MiniCAT: Understanding and Detecting Cross-Page Request Forgery Vulnerabilities in Mini-Programs

Mini-programs are lightweight apps running in super apps (such as WeChat, Baidu, Alipay, and TikTok), an emerging paradigm in the era of mobile computing. With the growing popularity of mini-programs, there is an increasing concern for their security and privacy. In essence, mini-programs are WebView-based apps. This means that they may be vulnerable to the same security risks associated with web apps. In this work, we discovered a new mini-program vulnerability called MiniCPRF (Cross-Page Request Forgery in Mini-Programs). The exploit of this vulnerability is easy, and the attack consequences are severe, leading to unauthorized operations, such as free shopping, and the exposure of confidential information, such as credit card numbers.
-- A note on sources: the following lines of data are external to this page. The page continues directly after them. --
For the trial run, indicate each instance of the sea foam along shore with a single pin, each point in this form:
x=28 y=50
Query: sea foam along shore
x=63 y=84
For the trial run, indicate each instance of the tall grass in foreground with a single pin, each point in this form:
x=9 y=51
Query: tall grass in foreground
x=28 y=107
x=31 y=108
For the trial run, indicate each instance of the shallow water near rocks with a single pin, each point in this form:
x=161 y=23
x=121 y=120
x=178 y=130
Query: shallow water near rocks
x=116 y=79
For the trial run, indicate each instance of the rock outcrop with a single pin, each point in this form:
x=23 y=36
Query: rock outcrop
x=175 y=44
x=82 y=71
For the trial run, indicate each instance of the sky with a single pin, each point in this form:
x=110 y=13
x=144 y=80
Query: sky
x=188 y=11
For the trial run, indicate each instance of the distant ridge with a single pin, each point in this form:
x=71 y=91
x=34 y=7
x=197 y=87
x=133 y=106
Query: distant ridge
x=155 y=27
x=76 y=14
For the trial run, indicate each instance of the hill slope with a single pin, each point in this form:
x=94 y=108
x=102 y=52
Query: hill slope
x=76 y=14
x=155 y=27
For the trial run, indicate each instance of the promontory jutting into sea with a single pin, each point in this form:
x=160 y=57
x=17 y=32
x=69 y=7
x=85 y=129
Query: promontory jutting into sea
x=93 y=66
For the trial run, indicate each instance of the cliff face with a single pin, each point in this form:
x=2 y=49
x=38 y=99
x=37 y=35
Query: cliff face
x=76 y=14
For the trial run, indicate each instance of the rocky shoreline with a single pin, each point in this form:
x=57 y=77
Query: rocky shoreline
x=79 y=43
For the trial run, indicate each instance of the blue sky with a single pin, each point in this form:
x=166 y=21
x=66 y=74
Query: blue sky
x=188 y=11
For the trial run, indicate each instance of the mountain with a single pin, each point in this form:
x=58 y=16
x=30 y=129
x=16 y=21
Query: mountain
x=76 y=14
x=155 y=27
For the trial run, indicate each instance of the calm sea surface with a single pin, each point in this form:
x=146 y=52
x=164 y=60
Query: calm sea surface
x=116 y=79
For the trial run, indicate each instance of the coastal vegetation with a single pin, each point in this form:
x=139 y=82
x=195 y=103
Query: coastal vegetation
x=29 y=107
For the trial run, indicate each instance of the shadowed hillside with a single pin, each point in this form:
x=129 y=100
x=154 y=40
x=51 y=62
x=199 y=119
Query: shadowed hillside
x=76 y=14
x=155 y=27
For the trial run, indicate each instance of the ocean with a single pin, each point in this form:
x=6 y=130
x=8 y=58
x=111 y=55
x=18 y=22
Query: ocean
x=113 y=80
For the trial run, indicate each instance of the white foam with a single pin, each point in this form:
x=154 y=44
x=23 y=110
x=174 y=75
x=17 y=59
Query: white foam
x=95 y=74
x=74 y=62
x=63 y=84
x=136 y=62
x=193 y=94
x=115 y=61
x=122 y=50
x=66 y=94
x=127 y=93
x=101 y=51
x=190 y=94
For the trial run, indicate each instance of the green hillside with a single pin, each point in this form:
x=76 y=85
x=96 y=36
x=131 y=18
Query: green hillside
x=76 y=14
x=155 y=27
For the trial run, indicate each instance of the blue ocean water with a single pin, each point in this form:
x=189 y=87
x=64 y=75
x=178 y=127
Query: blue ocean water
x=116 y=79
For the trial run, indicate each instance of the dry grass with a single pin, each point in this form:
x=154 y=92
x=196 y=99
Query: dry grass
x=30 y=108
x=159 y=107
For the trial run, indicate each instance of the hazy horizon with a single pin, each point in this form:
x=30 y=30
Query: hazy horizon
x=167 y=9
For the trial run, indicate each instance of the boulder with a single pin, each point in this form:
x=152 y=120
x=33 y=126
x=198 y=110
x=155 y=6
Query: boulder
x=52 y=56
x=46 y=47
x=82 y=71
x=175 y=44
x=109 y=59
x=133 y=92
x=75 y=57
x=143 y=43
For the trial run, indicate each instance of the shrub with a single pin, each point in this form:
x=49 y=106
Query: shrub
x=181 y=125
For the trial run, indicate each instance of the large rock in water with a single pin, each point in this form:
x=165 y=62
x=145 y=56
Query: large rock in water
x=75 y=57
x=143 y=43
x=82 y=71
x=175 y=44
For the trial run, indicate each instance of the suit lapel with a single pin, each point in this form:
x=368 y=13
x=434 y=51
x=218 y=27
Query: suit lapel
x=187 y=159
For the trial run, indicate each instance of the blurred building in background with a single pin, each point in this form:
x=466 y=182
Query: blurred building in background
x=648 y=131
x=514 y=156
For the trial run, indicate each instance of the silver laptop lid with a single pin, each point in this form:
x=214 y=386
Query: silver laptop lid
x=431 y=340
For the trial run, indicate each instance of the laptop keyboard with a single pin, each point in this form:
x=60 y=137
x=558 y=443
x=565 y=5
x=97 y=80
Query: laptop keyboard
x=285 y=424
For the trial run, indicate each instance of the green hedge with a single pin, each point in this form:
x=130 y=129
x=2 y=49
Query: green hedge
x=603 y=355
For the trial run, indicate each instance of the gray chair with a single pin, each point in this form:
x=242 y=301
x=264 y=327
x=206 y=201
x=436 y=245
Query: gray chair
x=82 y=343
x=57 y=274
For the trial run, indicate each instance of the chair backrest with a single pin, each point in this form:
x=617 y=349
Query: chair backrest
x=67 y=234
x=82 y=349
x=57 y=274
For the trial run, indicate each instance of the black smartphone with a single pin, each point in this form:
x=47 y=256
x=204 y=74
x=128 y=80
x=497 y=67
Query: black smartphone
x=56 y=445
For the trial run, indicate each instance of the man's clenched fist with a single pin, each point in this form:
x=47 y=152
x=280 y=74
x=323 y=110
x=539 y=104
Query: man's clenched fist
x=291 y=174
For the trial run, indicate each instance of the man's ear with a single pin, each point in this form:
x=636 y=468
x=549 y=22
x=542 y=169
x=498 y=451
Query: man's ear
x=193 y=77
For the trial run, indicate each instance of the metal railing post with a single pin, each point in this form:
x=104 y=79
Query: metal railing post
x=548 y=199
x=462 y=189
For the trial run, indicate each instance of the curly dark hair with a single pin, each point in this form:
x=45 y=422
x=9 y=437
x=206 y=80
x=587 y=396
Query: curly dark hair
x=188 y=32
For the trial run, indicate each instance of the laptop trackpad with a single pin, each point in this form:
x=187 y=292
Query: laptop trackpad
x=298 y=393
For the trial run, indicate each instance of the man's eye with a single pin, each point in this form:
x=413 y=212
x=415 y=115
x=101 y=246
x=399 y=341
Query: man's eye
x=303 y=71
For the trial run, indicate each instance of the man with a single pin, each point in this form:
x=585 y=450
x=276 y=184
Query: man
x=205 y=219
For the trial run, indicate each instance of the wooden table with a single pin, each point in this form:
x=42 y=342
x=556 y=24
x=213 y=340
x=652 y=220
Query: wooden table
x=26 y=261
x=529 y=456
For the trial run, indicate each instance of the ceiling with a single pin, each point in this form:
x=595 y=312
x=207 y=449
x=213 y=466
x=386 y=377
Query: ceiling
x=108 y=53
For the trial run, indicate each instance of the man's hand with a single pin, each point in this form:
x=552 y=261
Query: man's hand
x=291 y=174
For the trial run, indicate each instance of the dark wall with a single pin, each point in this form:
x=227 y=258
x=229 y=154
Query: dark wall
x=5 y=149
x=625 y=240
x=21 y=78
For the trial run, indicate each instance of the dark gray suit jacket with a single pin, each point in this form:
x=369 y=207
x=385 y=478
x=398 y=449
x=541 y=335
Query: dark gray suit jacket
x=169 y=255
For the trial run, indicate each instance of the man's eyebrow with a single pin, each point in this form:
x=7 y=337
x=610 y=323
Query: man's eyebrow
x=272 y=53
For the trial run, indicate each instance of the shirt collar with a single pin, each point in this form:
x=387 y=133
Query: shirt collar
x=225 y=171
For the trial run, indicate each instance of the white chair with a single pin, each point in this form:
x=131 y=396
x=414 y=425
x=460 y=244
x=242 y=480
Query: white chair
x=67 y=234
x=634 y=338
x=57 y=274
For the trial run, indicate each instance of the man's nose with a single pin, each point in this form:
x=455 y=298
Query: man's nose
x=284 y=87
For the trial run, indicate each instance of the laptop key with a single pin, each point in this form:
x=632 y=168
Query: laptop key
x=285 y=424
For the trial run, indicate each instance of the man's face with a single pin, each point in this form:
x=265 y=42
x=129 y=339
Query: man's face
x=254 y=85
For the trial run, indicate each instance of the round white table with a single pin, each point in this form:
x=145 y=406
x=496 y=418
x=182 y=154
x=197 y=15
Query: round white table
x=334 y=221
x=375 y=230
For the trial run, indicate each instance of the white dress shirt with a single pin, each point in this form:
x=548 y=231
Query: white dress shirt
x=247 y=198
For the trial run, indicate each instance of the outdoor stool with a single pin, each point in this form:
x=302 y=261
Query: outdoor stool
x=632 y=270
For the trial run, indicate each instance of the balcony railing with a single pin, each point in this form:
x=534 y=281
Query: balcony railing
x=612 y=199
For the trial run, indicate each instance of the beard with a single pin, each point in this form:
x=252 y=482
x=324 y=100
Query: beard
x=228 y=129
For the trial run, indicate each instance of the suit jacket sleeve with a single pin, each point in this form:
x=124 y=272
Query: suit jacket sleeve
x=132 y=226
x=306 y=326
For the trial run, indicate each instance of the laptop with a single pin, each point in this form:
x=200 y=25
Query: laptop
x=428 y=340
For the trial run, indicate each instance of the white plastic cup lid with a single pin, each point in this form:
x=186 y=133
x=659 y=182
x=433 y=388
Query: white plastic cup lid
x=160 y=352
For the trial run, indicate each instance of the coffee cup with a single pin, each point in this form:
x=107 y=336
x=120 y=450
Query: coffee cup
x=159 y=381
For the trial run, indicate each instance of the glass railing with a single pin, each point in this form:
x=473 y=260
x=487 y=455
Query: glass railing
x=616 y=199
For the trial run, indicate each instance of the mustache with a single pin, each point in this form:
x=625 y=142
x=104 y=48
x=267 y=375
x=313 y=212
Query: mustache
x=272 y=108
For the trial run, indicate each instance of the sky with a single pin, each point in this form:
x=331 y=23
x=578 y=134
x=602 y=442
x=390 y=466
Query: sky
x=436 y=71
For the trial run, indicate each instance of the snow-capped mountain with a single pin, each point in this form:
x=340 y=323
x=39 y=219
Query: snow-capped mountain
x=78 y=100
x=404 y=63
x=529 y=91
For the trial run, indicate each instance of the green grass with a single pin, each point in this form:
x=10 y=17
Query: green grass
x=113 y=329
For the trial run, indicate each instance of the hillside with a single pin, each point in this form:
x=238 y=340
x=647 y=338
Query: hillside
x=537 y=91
The root causes of MiniCPRF can be attributed to multiple design flaws in both mini-programs and their super apps, including the insecure routing mechanism, lack of message integrity check, and plain-text storage. To evaluate the impacts of MiniCPRF, we designed an automated analysis framework called MiniCAT. It can automatically crawl mini-programs, perform static analysis on them, and generate detection reports. In large-scale real-world evaluations with MiniCAT, we identified that 32.0% (13,349/41,726) of analyzable mini-programs are potentially vulnerable to MiniCPRF, including some famous ones with millions of users, such as Sohu and Wenjuanxing. Following the responsible disclosure principle, we have reported verified vulnerable mini-programs to the corresponding vendors and developers, and three real-world cases have been confirmed by CNVD. Additionally, we suggest mitigation strategies to resolve the security issue related to MiniCPRF.